A large man Wing didn’t recognize straightened to attention.
“We were just going to send for you, colonel. I’m Captain Lauesen, U.S. Army Intelligence. I’ve been seconded to your command and am honored to be here. I also brought two enlisted men who should arrive momentarily.”
“Welcome, Captain, we need all the help we can get. What do we know?”
“All hell’s breaking loose here in Alaska, as well as the rest of North America.”
“Give me our situation first, please.”
“Yes, ma’am.” He cleared his throat and his face remained free of emotion. “Thirty Russian tanks are advancing from St. Nicholas at roughly forty-five kilometers per hour. Behind them are troop carriers, forty-five at the very least. Reports are still coming in from our scouts.”
“How far out are they?”
“There are some lead elements, three scout cars and a few motorcycles, ten klicks ahead of the rest who are approximately three hundred and fifty kilometers away. It will take them at least thirty hours to get here.
“Much closer to home we have a three part battle group moving up from Tetlin Redoubt, some of their armor was already in St. Anthony, twenty tanks and forty trucks, which will hit us first, probably in less than two hours.”
“They must not be too worried about mines and ambushes,” Wing said.
“They have an advance force of rangers who are moving very fast. Our people have picked off about ten of them and we’ve lost five effectives.”
“Two to one, not good enough,” she said.
“To beat the numbers they’re sending against us, we need to make it eight to one,” he said with a nod.
“What else?” A sudden numbness crept over her and she had to concentrate to make sense of his words.

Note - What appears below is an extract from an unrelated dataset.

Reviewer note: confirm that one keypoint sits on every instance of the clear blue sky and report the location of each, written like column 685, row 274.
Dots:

“Our 77th Airborne parachuted into St. Michael and, in concert with your Northern Defense Force, are engaging the enemy at Bridge. Mobile antiaircraft batteries are en route as we speak. There’s so much happening down south that the only way to follow it is chronologically.”
He glanced down at the paper in his hand and pointed a long stick at the maps. “British Canadian armor has struck across the corner of the First People’s Nation, here”—he tapped the map—“and into the U.S., here. The town of Bemidji, Minnesota”—another tap—“is under siege. A second front at Detroit Lakes has bogged down and the town is under heavy artillery attack.”
“Where are you from in the United States, Major?”
“Iowa, ma’am, out west in ‘Confederacy Corner.’” His grin held no humor. “We’re east of the First People’s Nation and north of the Confederate States. We haven’t had trouble with the F.P.N. since we gave ’em back Kansas and signed the big treaty back in 1877. If anything they would be allies, but so far they’re just sittin’ quiet.”
More of her officers hurried into the room and stopped to listen.
“Will the United States lose to Canada?”
“Not likely. Our borders have been beefed up for decades, waiting for this.”
“What else is happening down there?”
“Well, the Confederates are trying for a second win at Harrisburg, but our boys are holding without too much trouble since we aren’t using muskets this time.”
“It seems that fighting a two-front war is the fashion these days,” Wing said.
A few in the room laughed-brittle, edgy barks lacking humor and evading release.
“Can anything down there change our situation one way or another?”